Earlier this year Mr. Ban urged U.N. members to ratify a protocol that would extend legal protection for U.N. staff to all operations involving humanitarian, political, or development assistance.
The U.N. says that in 2010 at least 28 members of its civilian staff were detained or arrested in cases considered job-related, while another 12, both civilians and police, were abducted. One civilian staff member was held captive in Sudan's Darfur region for nearly three months.
Friday's attack on the U.N. building in Abuja, Nigeria was only the latest of its kind. Following are other attacks on United Nations employees and offices over the past decade:
October 10, 2001: The United Nations stated the Taliban was physically attacking U.N. workers and destroying their equipment in Afghanistan. A spokesman said people working on behalf of the U.N. had been beaten by Taliban authorities in the cities of Kabul, Jalalabad, and Kandahar.

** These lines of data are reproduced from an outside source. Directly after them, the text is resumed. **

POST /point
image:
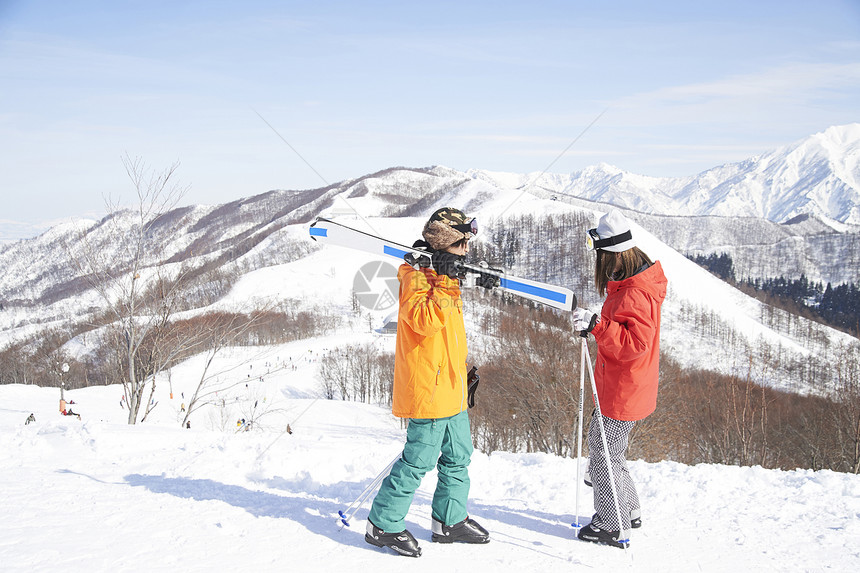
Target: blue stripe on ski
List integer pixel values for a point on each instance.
(534, 290)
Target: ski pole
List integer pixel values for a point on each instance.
(624, 540)
(346, 515)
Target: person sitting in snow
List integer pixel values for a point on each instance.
(626, 370)
(430, 390)
(70, 413)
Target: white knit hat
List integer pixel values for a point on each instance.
(614, 232)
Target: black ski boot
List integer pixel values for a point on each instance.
(467, 531)
(596, 535)
(402, 542)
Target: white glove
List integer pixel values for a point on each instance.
(584, 320)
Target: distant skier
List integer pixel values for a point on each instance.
(430, 389)
(626, 372)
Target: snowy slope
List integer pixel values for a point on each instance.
(819, 176)
(97, 495)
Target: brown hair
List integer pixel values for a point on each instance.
(604, 270)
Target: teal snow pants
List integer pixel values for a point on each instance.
(445, 443)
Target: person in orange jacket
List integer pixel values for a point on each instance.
(431, 390)
(626, 370)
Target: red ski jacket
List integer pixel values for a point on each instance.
(628, 345)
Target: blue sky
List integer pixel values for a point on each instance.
(358, 87)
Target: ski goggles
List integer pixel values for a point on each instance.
(593, 240)
(470, 227)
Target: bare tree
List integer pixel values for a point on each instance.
(122, 260)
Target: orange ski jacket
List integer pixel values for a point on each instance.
(430, 357)
(628, 345)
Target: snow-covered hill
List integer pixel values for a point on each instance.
(97, 495)
(260, 250)
(818, 176)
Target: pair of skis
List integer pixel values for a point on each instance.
(330, 232)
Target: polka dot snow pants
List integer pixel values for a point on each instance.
(617, 435)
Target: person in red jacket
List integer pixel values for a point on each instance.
(626, 372)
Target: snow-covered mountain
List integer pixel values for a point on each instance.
(258, 249)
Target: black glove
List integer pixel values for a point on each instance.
(472, 382)
(445, 263)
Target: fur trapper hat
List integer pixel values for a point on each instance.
(439, 231)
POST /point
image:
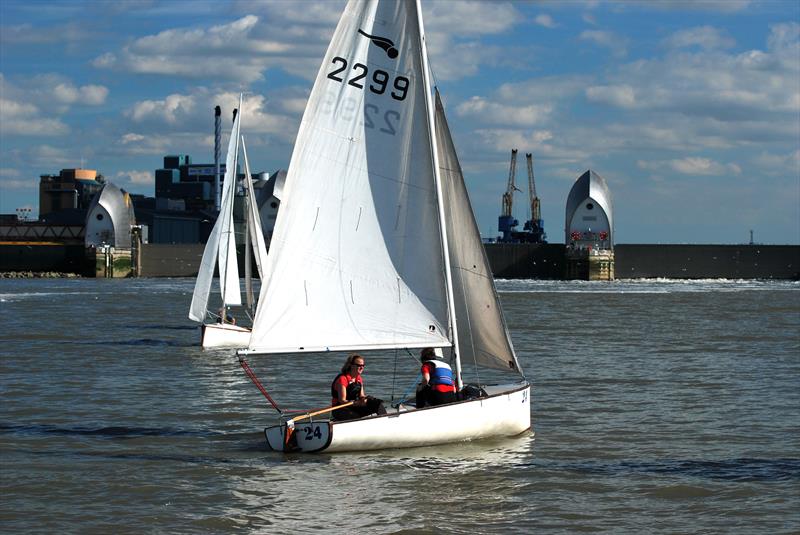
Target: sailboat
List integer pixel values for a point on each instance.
(376, 248)
(221, 251)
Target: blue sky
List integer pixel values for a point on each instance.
(689, 110)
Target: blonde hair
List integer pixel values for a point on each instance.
(349, 362)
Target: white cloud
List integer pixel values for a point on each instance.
(172, 110)
(91, 95)
(616, 43)
(622, 96)
(702, 166)
(469, 18)
(545, 20)
(705, 37)
(235, 51)
(493, 113)
(19, 118)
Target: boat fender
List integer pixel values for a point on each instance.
(472, 392)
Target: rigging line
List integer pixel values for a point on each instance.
(251, 374)
(471, 338)
(394, 375)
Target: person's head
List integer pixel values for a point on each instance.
(354, 365)
(427, 354)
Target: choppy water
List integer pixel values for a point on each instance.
(658, 406)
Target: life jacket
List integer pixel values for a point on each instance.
(441, 376)
(353, 389)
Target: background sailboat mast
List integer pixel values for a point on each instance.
(439, 196)
(229, 236)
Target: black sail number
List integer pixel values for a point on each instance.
(332, 75)
(390, 119)
(354, 81)
(379, 82)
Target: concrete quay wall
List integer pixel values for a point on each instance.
(508, 261)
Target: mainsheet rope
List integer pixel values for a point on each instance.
(251, 374)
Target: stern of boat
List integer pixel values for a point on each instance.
(218, 335)
(304, 438)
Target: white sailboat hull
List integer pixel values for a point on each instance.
(504, 413)
(224, 335)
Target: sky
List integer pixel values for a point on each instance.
(689, 110)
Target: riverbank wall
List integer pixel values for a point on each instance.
(508, 261)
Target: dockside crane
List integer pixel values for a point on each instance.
(506, 222)
(535, 226)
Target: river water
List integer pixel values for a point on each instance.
(657, 406)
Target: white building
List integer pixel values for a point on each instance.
(589, 221)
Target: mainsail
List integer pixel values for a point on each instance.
(255, 234)
(482, 334)
(221, 245)
(356, 259)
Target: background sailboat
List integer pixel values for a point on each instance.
(375, 246)
(221, 251)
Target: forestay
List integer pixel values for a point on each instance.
(482, 334)
(356, 259)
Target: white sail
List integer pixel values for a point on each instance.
(482, 335)
(222, 230)
(356, 259)
(255, 232)
(202, 286)
(226, 258)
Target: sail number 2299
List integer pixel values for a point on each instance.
(378, 83)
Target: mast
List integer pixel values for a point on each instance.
(250, 200)
(227, 241)
(439, 198)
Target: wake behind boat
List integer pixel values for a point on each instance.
(376, 248)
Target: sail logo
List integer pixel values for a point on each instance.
(382, 42)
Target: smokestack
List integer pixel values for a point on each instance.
(217, 134)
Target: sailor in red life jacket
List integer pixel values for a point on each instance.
(348, 386)
(438, 385)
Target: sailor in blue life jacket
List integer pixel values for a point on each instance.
(349, 386)
(438, 385)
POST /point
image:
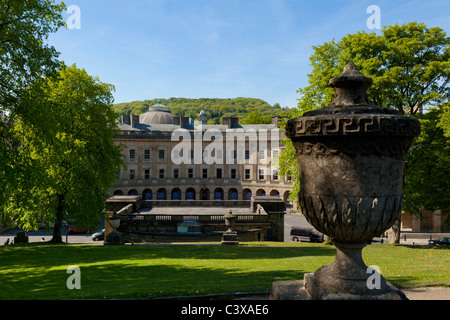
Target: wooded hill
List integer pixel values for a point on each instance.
(249, 110)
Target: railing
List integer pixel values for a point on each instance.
(143, 219)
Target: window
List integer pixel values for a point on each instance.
(219, 173)
(261, 154)
(247, 174)
(275, 175)
(176, 154)
(261, 174)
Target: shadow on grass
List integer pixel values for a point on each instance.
(39, 272)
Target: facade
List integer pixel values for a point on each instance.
(171, 158)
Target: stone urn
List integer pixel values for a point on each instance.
(230, 237)
(351, 158)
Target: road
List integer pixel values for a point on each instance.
(290, 220)
(36, 236)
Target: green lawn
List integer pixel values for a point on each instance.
(38, 271)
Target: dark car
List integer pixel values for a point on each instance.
(441, 241)
(98, 235)
(78, 230)
(302, 234)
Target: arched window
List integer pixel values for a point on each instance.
(162, 194)
(147, 194)
(190, 194)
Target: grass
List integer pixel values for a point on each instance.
(38, 271)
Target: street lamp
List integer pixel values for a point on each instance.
(114, 237)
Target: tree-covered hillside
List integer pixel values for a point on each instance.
(249, 110)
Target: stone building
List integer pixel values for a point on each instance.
(172, 158)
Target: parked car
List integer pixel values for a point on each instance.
(98, 235)
(440, 241)
(78, 230)
(302, 234)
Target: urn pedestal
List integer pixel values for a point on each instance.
(351, 158)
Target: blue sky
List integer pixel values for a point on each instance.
(218, 48)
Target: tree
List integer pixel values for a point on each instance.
(24, 58)
(255, 117)
(67, 150)
(427, 180)
(409, 65)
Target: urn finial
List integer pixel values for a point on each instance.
(350, 87)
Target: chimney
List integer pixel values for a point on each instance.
(231, 122)
(276, 120)
(134, 120)
(126, 119)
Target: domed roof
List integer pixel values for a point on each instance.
(157, 114)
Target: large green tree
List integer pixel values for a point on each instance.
(68, 154)
(24, 58)
(410, 68)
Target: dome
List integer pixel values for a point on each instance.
(157, 114)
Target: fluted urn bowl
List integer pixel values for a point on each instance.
(351, 158)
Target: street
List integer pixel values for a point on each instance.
(290, 220)
(36, 236)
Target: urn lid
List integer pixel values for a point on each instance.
(350, 87)
(351, 113)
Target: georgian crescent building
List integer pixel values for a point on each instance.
(172, 158)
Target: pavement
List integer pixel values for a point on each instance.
(407, 237)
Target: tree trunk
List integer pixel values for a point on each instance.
(394, 232)
(57, 238)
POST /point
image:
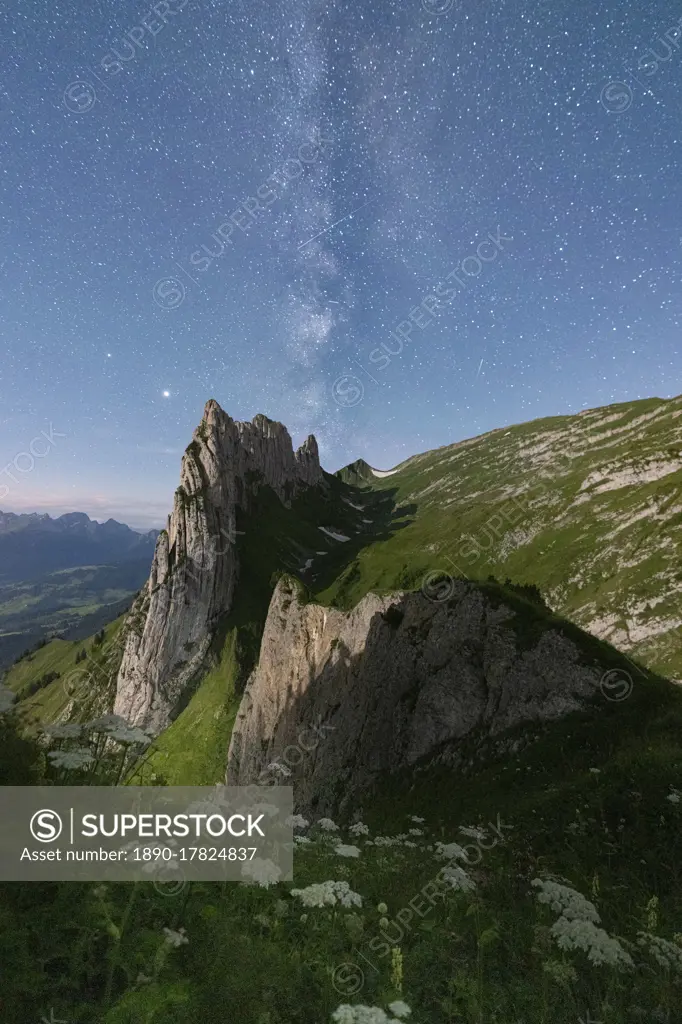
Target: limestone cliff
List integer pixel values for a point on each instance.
(339, 698)
(196, 562)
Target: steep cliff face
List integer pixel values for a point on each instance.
(196, 562)
(338, 699)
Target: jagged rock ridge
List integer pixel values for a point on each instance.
(338, 699)
(196, 563)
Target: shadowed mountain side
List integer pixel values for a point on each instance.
(340, 699)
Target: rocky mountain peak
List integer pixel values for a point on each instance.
(196, 562)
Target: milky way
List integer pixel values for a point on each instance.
(392, 224)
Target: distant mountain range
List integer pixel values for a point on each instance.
(32, 545)
(66, 574)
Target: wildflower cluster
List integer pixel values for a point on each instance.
(6, 698)
(577, 926)
(328, 894)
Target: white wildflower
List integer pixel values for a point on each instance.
(6, 698)
(296, 821)
(71, 760)
(450, 851)
(565, 901)
(261, 872)
(399, 1009)
(175, 939)
(599, 946)
(347, 851)
(328, 894)
(458, 879)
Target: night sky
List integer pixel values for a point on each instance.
(246, 201)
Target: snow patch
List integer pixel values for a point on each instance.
(336, 537)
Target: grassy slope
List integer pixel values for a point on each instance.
(588, 557)
(88, 684)
(417, 518)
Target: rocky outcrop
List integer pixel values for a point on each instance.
(196, 562)
(338, 699)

August 19, 2003: A truck bomb attack on the U.N. headquarters in Baghdad killed 22 people, including the head of the U.N. mission to Iraq, Sergio Vieira de Mello.
December 11, 2007: Twin car bombs destroyed the offices of the U.N. Development Program in Algiers and damaged the nearby offices of the High Commissioner for Refugees. Seventeen U.N. staff members were among the dozens of people killed.
October 28, 2009: At least six U.N. staffers were killed in an attack on an international guest house in Kabul.
April 1, 2011: Three U.N. staff members and four international security guards were killed in an attack in the northern Afghan town of Mazar-i-Sharif.
May 27 and July 26, 2011: Attacks on U.N. peacekeepers' convoys in Lebanon left 13 people injured.